Exclusive: India Battles Big Pharma Over Cough Syrup Abuse, Reducing Supplies
NEW DELHI (Reuters) - Indian regulators are privately pressuring major drug firms to better police how they sell popular codeine-based cough syrups to tackle smuggling and addiction, a move that is reducing supplies of a medicine doctors say is an effective treatment.
India's Cipla stopped making the product last year owing to regulatory demands, and U.S.-based Abbott Laboratories and Pfizer have had to reduce batch sizes by up to half, cutting how much medicine their factories can produce.
But they are pushing back against other demands, a Reuters review of correspondence between companies and regulators showed, including selling one batch to only one buyer and printing labels that specify where the drug would be sold. Regulators want to make it easier for law enforcement agencies to track cough syrup abuse in the country and bottles smuggled to neighboring Bangladesh, where it was banned in the 1980s but is still sought by addicts.
Retailers worried about liability from potential abuse by people addicted to the opiate codeine are in some cases refusing to stock the cough syrup, said J.S. Shinde, president of pharmaceutical lobby group All India Organization of Chemists and Druggists.
Sales of the drug in India fell 4 percent to 121 million bottles in the year through August, and 15 percent in the year before, according to IMS Health, a healthcare statistics provider. For drug regulators, the challenge is to strike a balance.
"Any non-therapeutic usage is a concern, but you have to weigh the risks versus benefits," said an official at the federal drugs controller in New Delhi.
RISING COSTS
According to an industry executive, the likes of Pfizer and Abbott, who control most of the $103 million market for the drug, face a "significant" increase in costs as plants run well below capacity because of changes demanded of them. And the regulatory regime could get tougher.
According to minutes of a July meeting of state and federal drug regulators, there was a recommendation to ban the sale of the syrup altogether because of "rampant misuse and its illegal exports to neighboring countries."
"A large number of regulators were in favor of strict control," said Akun Sabharwal, drugs controller for southern Telangana state, who attended the meeting.
The federal drugs official, who spoke on condition of anonymity, said an outright ban would not be easy to impose, given the medicine's importance. Abbott estimates roughly 60 million people suffer from regular dry cough in India. Pfizer's India unit said in a statement the company takes all steps to maintain the highest standards of regulatory compliance, including supply-chain audits.
Abbott India said they believed existing Indian drug laws were adequate to control the abuse and the company had taken steps to support enforcement agencies.
RUINED LIVES
Last year, the International Narcotics Control Board (INCB) billed the abuse of medicines containing narcotics and their smuggling from India among the "greatest drug-related challenges" facing South Asia.
About 83,000 bottles of codeine-based cough syrups were seized in India in the six months through March. In meetings with companies, Indian regulators called the "menace of abuse" a "growing concern".
Abuse is particularly common in Bangladesh. At a treatment center in the capital Dhaka, tales abound of ruined careers and family struggles.
A 40-year-old former banker at the Bangladesh Rehabilitation and Assistance Center for Addicts said his addiction was so bad he felt he loved cough syrup more than his four-year-old son. "I felt I must recover from this menace," he said, requesting anonymity because of the shame associated with addiction.
The regulatory crackdown in recent years appears to have curtailed smuggling. About 750,000 bottles were seized in Bangladesh in 2014, 24 percent lower than 2013, the INCB said.
Still, a fifth of Bangladesh's estimated 4 million drug users are addicted to such syrups, said Sayedur Rahman, a professor at the Bangabandhu Sheikh Mujib Medical University.
Inside Bangladesh, the cost of a bottle has more than tripled, indicating scarcity. Still, drug officials say the problem is underreported and more should be done.
INCREASING PRESSURE
The latest crackdown on companies dates back to at least February 2014, the review shows.

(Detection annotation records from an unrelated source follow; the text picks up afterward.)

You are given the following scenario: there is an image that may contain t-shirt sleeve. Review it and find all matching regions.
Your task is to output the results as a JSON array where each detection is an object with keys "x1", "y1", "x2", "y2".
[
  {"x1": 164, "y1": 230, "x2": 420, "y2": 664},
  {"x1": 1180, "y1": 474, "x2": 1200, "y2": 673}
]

Indian narcotics officials told companies to take several measures, including reducing batch sizes and printing where it would be sold on the label.
They also asked them to sell drugs from one batch to one stockist only, a measure the executive said was impractical.

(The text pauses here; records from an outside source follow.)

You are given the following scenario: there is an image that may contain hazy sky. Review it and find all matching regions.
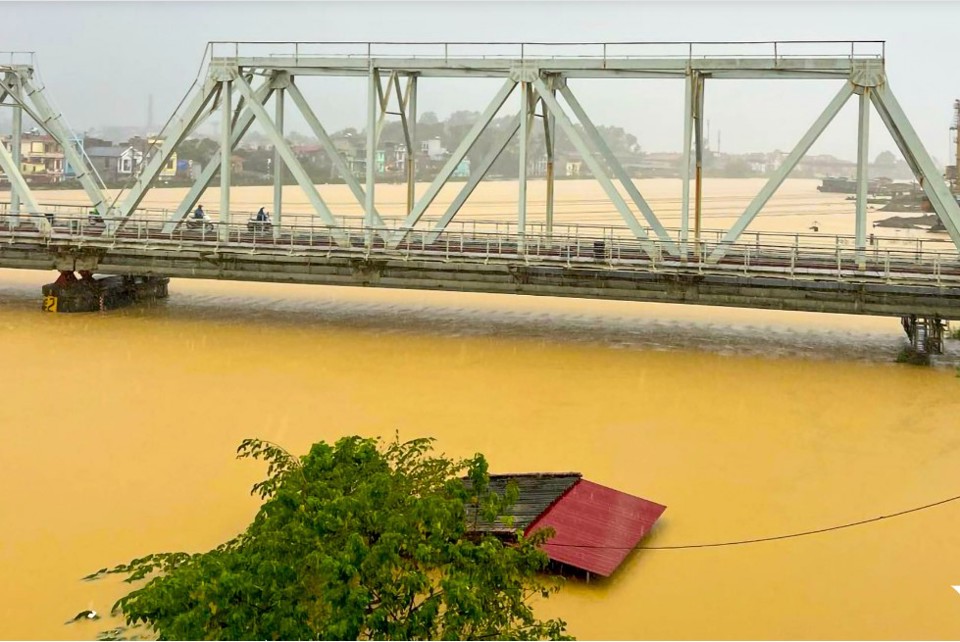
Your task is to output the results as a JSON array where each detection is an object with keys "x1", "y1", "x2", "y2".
[{"x1": 0, "y1": 0, "x2": 960, "y2": 161}]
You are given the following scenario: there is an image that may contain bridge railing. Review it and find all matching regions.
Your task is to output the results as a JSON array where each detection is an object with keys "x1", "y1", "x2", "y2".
[
  {"x1": 0, "y1": 210, "x2": 960, "y2": 287},
  {"x1": 208, "y1": 40, "x2": 886, "y2": 63},
  {"x1": 0, "y1": 202, "x2": 957, "y2": 256}
]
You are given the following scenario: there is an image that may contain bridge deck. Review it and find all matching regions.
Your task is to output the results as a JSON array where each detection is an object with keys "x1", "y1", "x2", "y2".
[{"x1": 0, "y1": 219, "x2": 960, "y2": 319}]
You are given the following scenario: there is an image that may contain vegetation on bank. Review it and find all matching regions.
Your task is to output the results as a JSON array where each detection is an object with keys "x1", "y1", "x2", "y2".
[{"x1": 86, "y1": 437, "x2": 571, "y2": 640}]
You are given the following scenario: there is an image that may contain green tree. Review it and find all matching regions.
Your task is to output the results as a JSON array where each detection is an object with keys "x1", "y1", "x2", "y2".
[{"x1": 88, "y1": 437, "x2": 569, "y2": 640}]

That summer, regulators temporarily held back Cipla's allocation of codeine, manufactured solely in government factories, after the company failed to inform the government about steps it had taken to comply with the directive. Cipla said it never received the request for information.

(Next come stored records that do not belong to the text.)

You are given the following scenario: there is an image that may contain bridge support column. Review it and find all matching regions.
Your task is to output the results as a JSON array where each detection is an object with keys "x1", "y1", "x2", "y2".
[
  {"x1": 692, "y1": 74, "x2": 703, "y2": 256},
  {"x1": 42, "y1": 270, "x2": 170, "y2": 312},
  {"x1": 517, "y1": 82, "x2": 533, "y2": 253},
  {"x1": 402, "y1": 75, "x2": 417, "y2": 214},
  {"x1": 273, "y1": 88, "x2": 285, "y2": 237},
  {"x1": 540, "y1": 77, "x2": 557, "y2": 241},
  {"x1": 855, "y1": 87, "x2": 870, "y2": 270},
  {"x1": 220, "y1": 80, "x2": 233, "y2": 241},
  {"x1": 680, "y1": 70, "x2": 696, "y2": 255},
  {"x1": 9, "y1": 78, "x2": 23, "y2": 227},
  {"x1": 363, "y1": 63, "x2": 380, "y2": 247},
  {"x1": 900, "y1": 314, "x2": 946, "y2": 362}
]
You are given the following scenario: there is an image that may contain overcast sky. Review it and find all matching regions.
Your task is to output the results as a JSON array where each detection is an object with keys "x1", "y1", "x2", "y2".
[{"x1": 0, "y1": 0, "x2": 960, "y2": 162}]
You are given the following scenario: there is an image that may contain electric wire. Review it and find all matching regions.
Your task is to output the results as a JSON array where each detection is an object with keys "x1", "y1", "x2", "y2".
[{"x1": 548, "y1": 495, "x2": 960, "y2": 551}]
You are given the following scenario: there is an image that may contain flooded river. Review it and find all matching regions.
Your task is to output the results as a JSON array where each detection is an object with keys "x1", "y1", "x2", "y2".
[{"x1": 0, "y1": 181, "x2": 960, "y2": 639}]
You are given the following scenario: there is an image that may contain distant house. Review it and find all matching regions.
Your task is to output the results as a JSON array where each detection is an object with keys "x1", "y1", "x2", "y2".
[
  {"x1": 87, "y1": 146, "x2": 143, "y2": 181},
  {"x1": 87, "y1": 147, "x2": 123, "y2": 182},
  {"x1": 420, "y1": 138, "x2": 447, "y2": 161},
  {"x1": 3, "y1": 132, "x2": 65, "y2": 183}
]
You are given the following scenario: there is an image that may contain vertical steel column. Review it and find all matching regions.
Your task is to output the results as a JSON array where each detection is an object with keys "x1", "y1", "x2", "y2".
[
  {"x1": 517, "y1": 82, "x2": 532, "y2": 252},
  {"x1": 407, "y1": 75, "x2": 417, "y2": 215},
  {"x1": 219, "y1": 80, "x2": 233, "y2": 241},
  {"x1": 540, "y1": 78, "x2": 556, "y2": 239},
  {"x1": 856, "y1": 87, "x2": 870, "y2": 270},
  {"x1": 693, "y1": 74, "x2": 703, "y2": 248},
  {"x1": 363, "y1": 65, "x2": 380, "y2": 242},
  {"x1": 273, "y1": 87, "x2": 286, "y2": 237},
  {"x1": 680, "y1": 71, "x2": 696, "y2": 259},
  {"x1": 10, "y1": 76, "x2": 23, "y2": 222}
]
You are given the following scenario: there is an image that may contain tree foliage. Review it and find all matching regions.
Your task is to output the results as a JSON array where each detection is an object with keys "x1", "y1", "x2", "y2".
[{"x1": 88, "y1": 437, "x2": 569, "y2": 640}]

A Cipla spokeswoman said the company stopped making the drug last year after "considering the business environment ... and the fact that this product was regulated by multiple agencies."
At another meeting in October, government officials again pressured pharmaceutical companies to comply with their demands.
In August this year, regulators sent a letter asking for updates on further steps they had taken, an industry executive said.